Die Kritik richtet sich dabei nicht nur gegen das allgemeine Stadtbild, sondern auch gegen konkrete Bauprojekte und Wahrzeichen. So wird etwa das neu eröffnete Teilstück der Berliner Stadtautobahn A100 als "Schandfleck" gescholten – und sorgt obendrein für Verkehrschaos. Auch andere Bauwerke wie der Hannoversche Fernsehturm oder das Siegen Arcaden-Einkaufszentrum ziehen negative Aufmerksamkeit auf sich. Selbst ganze Stadtlandschaften, von Ludwigshafen bis München, werden oft ungünstig mit Städten wie Florenz oder Barcelona verglichen.
Friedrich Merz löste einst eine Kontroverse aus, als er städtische Ästhetik mit politischen Entscheidungen verknüpfte. Er deutete an, der damalige Bundesinnenminister beschäftige sich lieber mit Abschiebungen, weil deutsche Städte in einem so desolaten Zustand seien. Seine Äußerungen heizten die ohnehin schwelende Debatte an, ob Deutschlands urbane Räume ein Versagen von Kultur oder Politik widerspiegeln.
Doch statt die Mängel zu vertuschen, plädieren manche für einen ganz anderen Umgang damit. Andreas Koristka, Redakteur des Satiremagazins Eulenspiegel, schreibt für nd.DieWoche die Kolumne Betreutes Lesen – und schlägt darin vor, die deutschen städtischen Unzulänglichkeiten einfach zu umarmen. Seine Idee: eine globale Werbekampagne, die die berüchtigt hässlichen Städte des Landes als einzigartiges Verkaufsargument feiert.

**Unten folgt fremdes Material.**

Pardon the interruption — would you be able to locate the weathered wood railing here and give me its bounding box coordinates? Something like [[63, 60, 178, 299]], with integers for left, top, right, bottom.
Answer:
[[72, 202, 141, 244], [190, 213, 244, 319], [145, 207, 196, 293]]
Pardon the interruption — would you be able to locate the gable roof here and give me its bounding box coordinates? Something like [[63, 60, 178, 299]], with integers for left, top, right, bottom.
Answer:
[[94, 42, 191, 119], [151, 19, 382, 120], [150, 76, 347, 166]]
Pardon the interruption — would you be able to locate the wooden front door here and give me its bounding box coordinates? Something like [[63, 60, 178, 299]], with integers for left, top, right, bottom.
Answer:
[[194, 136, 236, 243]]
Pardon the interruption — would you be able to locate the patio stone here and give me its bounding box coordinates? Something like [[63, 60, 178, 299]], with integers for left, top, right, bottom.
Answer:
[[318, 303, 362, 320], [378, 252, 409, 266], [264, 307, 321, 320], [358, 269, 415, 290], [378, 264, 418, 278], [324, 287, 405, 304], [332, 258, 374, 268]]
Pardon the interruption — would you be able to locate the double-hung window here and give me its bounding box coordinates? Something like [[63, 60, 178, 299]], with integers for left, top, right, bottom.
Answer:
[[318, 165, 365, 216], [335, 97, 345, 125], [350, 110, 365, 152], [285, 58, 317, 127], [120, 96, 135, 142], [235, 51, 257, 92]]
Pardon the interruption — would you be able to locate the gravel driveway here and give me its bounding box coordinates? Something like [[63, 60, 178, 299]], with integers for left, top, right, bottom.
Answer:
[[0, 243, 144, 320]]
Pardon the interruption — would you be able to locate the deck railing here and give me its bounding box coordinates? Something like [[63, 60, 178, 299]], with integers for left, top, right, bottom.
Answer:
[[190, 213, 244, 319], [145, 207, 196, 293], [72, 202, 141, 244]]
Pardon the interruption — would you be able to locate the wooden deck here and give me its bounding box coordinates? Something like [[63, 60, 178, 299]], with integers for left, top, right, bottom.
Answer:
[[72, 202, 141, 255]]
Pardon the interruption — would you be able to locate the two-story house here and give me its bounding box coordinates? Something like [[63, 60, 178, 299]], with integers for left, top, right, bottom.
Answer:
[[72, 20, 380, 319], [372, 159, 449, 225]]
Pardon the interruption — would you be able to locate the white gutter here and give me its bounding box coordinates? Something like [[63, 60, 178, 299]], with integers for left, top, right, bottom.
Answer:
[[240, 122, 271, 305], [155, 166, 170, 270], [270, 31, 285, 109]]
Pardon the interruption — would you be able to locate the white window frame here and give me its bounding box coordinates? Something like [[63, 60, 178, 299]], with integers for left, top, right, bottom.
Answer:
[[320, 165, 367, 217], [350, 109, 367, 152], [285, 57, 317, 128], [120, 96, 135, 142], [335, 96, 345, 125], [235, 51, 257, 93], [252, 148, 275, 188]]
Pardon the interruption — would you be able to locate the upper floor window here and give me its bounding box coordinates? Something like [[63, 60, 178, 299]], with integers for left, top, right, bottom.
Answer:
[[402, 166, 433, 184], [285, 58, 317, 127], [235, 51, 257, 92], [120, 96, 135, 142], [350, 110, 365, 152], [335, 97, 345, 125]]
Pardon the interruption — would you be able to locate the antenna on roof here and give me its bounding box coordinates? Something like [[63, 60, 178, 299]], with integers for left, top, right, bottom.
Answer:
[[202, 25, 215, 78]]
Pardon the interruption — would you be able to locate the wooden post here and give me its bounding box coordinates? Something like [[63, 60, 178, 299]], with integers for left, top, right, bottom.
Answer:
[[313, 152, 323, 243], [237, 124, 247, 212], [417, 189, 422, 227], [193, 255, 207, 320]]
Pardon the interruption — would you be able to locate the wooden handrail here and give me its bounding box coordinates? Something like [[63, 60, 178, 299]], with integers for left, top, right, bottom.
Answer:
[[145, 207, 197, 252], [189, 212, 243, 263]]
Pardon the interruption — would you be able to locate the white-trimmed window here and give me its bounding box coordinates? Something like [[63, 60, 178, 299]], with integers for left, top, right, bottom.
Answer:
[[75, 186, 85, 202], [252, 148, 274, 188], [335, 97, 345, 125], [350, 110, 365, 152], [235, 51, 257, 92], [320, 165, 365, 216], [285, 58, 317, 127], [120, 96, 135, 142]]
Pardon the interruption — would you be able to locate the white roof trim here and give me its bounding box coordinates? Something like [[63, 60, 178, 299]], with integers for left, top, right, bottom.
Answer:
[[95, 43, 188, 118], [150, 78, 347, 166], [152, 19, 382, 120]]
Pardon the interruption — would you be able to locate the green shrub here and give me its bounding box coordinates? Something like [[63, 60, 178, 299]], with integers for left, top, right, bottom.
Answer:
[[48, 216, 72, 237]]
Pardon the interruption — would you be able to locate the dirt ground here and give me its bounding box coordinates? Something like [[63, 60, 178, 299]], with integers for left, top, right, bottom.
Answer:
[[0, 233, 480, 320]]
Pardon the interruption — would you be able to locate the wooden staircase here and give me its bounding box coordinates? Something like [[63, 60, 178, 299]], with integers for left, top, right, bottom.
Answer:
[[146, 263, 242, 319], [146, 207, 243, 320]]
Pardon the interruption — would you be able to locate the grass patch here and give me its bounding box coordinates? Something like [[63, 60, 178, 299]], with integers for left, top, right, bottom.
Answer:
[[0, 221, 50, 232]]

Die Diskussion um Deutschlands Stadtbilder reißt nicht ab. Während die einen Teile der Städte als menschengemachte Katastrophen brandmarken, sehen andere Potenzial darin, sie neu zu vermarkten. Ob mit Satire oder ernsthafter Debatte – die Auseinandersetzung offenbart eine besondere Facette moderner deutscher Identität. Die nächsten Schritte könnten entweder in einer Neugestaltung dieser Räume bestehen – oder darin, ihren Ruf einfach zu akzeptieren.